Only sell the babies in same sex pairs. Charge a ok fee - $10-20 is about normal. It is less likely someone would pay that much for snake food. Ask the people if they have had rats before, what cage they plan to use, what food they plan to feed, what vet they plan to use. Talk to ppl, get a good feel for them.

It is not 100%, but you may be able to find some of them homes.

edit to add: all the babies are separated now right? Your boys and girls are not together in the same cages?


----------



## maxandgizmo12 (Sep 5, 2015)

Yes they are all separated. And thanks for the suggestions to where i cud find thesr little ones homes. I live in london Ontario and unfortunately i dont have facebook anymore. I will definitely look at pet finder and the other site that was recommended.
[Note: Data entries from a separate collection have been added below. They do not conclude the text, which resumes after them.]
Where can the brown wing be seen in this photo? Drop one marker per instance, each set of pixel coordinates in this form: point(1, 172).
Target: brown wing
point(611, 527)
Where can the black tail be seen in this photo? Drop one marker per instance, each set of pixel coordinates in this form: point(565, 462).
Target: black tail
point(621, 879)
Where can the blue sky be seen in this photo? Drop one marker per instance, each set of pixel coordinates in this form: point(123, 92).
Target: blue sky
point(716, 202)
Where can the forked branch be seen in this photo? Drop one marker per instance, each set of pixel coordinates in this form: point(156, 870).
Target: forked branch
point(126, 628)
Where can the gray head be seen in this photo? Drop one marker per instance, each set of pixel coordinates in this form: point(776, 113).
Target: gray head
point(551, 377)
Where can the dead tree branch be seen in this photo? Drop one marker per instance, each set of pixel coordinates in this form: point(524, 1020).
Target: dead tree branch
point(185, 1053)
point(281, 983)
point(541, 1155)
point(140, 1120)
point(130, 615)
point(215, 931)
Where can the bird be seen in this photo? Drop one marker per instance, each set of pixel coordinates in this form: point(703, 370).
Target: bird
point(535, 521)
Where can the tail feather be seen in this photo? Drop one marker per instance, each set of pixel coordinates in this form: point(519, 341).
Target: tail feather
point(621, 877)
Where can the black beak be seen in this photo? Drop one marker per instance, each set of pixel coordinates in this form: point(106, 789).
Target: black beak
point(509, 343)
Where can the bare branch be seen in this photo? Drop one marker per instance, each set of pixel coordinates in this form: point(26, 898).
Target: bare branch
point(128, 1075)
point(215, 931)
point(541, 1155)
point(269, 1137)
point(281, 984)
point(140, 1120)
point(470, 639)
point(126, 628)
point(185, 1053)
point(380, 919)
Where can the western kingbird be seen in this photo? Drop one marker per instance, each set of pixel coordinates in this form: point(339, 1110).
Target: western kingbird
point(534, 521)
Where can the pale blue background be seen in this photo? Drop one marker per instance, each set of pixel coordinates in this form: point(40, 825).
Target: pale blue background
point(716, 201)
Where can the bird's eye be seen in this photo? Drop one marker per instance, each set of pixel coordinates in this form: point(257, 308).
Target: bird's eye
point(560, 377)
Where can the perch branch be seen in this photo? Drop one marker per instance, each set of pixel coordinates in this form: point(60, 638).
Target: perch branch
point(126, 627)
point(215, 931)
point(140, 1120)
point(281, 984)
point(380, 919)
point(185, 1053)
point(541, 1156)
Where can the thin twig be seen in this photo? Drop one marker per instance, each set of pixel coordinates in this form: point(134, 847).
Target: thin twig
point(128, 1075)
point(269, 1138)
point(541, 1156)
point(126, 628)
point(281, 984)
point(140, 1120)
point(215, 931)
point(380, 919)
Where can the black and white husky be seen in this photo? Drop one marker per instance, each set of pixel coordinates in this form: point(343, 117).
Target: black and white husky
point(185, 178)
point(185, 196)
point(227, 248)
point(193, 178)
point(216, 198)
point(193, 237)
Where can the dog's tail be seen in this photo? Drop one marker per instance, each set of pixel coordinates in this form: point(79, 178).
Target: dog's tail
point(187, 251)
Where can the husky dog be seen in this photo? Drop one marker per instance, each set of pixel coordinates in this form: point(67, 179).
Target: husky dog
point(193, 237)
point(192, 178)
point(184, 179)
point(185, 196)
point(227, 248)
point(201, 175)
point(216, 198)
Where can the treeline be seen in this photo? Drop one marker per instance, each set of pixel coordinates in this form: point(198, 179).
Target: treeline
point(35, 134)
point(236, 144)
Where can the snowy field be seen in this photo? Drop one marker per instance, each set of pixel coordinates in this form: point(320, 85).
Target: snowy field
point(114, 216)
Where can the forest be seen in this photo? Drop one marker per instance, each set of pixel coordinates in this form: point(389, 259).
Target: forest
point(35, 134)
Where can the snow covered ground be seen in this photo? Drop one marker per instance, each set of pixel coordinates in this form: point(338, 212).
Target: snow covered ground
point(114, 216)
Thanks so much ur replies are much appreciated


----------



## artgecko (Nov 26, 2013)

Maybe check with the local humane society too... They may know if someone has been calling them asking for rats, and you could leave your info with them so that they can direct people to you. 

Also, in our area, many vets will allow adoption posters in their lobbies.. You might want to call around and see if some near you would be ok with this. As long as you price them at ~$10 each, you should be safe from people looking for snake food.


----------



## artgecko (Nov 26, 2013)

One other note: If you are desperate for caging for these guys until you can rehome them, you might want to make some modified bin cages. Buy large clear sterelite tubs, hardware cloth, wire or zip ties... and you can use a soldering iron too if you have one. You cut large holdes in the top and sides of the tub (rectangular shape), then burn holdes through the tub around the openings using a soldering iron. You cut the hardware cloth (1/2") bigger than the openings and put it on the INSIDE of the tubs. Then secure with zip ties or by weaving wire. 

These are lightweight, easy to clean, and cheap to make... Just wear gloves while working with the hardware cloth as it will cut you up easily. 

If you do a search online for bin cages, you should see many results and tutorials. The important thing is to put the hardware cloth on the inside so it covers the edges of the openings... Otherwise, the rats will chew out. With very young pups, you may want to put the openings on the sides up higher (6-8" above the bottom of the bin) so that they can't crawl out when smaller.


----------



## maxandgizmo12 (Sep 5, 2015)

Thanks so much for the posts and thanks for the idea od the home made bin. I will definitely try to find them home soon but if i cant right away then I'll definitely be making a couple of those bins


----------